Батарея действительно "никакая" (иногда и на сутки не хватает), но главная проблема - в одном единственном разъеме на все случаи жизни: на наушники, на USB и на зарядку (впрочем, как и во всех "больших" HTC). Мало того, что он проприетарный (если выйдут из строя наушники - практически нигде не купите взамен, кроме как в Интернете за очень приличные деньги), довольно маленький и неглубокий, так еще и какой-то совершенно "несерьезный". Ломается (отваливается от системной платы, на которою он напрямую запаян) просто на ура: моя дочка за полгода дважды его ремонтировала.

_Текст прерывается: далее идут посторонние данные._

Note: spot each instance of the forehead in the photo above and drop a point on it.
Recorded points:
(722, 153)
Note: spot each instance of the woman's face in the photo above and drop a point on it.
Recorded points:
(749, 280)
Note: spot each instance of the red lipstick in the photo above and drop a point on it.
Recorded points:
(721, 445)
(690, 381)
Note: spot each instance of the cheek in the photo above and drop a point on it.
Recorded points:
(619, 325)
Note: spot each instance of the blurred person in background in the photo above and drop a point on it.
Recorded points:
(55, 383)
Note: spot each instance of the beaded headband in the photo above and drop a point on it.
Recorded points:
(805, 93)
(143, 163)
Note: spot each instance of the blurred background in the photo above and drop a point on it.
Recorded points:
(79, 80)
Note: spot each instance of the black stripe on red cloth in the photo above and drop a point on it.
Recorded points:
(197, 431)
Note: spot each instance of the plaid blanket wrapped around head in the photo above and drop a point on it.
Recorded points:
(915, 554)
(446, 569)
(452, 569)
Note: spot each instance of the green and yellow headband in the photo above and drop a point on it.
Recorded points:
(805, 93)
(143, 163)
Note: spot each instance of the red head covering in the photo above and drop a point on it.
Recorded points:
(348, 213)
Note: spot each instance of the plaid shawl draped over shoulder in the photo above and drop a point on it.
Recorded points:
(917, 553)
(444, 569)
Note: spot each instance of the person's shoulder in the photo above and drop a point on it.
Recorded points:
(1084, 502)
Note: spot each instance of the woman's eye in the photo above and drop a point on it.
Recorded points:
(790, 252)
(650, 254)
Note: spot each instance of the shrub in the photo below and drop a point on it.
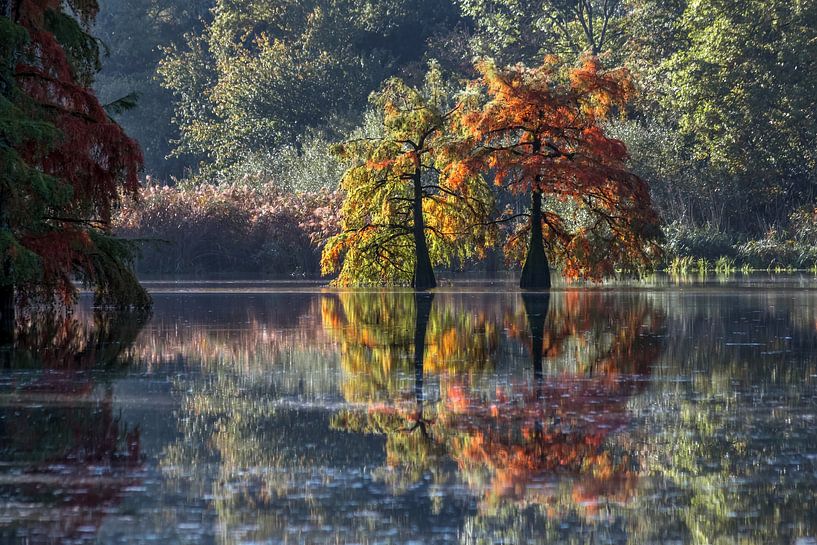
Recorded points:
(229, 229)
(701, 242)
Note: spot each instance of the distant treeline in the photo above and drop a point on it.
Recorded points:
(723, 127)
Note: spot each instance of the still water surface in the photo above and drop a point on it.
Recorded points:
(285, 413)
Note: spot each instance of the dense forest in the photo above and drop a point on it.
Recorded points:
(253, 94)
(379, 140)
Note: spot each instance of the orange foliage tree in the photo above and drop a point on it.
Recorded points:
(540, 132)
(400, 215)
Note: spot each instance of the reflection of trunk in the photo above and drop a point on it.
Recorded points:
(422, 302)
(535, 272)
(423, 272)
(536, 309)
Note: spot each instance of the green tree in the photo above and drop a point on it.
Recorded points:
(262, 73)
(403, 213)
(133, 34)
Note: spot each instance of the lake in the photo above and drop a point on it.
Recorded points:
(665, 411)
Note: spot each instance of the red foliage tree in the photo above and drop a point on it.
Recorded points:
(540, 133)
(57, 217)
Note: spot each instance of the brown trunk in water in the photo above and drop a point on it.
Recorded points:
(6, 315)
(536, 309)
(535, 272)
(423, 272)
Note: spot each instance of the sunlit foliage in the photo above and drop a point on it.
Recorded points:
(540, 133)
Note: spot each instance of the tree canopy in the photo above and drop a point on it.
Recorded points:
(540, 133)
(403, 212)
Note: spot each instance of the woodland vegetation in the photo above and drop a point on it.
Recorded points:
(381, 139)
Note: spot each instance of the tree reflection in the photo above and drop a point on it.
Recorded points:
(67, 456)
(508, 439)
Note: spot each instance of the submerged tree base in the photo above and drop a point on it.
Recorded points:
(536, 271)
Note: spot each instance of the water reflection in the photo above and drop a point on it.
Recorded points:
(587, 416)
(67, 458)
(514, 438)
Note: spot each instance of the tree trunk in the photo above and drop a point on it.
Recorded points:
(535, 272)
(423, 272)
(6, 315)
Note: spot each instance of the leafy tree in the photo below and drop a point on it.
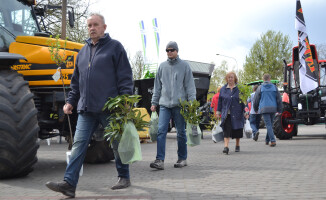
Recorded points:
(217, 78)
(137, 65)
(321, 50)
(52, 19)
(266, 56)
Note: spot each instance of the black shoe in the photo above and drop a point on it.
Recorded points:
(122, 183)
(273, 144)
(63, 187)
(157, 164)
(180, 163)
(256, 136)
(226, 150)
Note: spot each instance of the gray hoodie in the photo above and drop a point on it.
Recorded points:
(173, 81)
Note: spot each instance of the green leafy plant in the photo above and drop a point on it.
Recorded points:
(122, 109)
(244, 92)
(189, 111)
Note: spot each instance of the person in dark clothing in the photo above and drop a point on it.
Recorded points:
(215, 100)
(102, 70)
(232, 112)
(268, 102)
(173, 83)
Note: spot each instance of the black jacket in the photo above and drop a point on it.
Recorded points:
(107, 74)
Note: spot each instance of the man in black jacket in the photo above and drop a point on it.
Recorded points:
(102, 70)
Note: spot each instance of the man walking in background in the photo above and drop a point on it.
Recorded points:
(102, 70)
(268, 102)
(173, 82)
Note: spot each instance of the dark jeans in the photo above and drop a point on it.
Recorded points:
(163, 123)
(86, 125)
(269, 118)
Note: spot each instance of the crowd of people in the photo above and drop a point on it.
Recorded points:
(102, 70)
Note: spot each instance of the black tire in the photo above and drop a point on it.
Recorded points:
(99, 152)
(18, 126)
(282, 130)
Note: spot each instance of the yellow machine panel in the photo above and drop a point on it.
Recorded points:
(39, 68)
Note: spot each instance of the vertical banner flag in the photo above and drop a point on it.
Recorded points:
(143, 36)
(157, 37)
(308, 80)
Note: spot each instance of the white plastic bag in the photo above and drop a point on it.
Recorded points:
(217, 133)
(247, 129)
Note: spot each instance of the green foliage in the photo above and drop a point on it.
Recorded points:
(53, 23)
(244, 92)
(266, 56)
(189, 111)
(137, 64)
(121, 111)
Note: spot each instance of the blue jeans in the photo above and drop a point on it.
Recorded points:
(254, 122)
(269, 118)
(163, 123)
(87, 123)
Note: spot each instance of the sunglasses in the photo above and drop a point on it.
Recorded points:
(170, 50)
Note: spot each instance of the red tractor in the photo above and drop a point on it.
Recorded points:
(299, 108)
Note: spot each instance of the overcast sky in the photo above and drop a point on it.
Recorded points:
(207, 27)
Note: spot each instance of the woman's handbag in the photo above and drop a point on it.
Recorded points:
(154, 126)
(247, 129)
(217, 133)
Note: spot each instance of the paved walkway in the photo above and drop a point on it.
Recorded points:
(294, 169)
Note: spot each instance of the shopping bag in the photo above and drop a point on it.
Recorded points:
(247, 129)
(153, 126)
(217, 133)
(129, 146)
(193, 133)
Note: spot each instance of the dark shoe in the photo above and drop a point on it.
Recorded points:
(226, 150)
(122, 183)
(256, 136)
(63, 187)
(180, 163)
(273, 144)
(157, 164)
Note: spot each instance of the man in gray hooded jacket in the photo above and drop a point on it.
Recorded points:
(173, 82)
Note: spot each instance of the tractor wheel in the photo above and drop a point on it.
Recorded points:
(18, 126)
(282, 130)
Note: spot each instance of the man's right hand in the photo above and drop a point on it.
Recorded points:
(153, 108)
(67, 108)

Первый раз разъем слегка расшатался, в результате чего телефон перестал заряжаться, а второй - просто вывалился из телефона, в результате чего в телефоне пришлось менять системную плату, а учитывая совершенно "ненавязчивый" сервис HTC в нашей стране (знаете, наверное, "контору" возле Шелепихинского моста), это растянулось более чем на 4 месяца! =) После этого ремонта через пару недель стало вываливаться приложение для SMS, и никакие перепрошивки последней версией софта не помогают - видимо, снова аппаратная проблема. В общем, сплошное разочарование... =(

----------


## astral

HP IPAQ hx2490

----------


## fotorama

glofish x500+ :Cool:

----------


## gdn

Сейчас AnyData ASP 505A для работы в сети Скайлинк, есть также уже не молодой HP 2790.

----------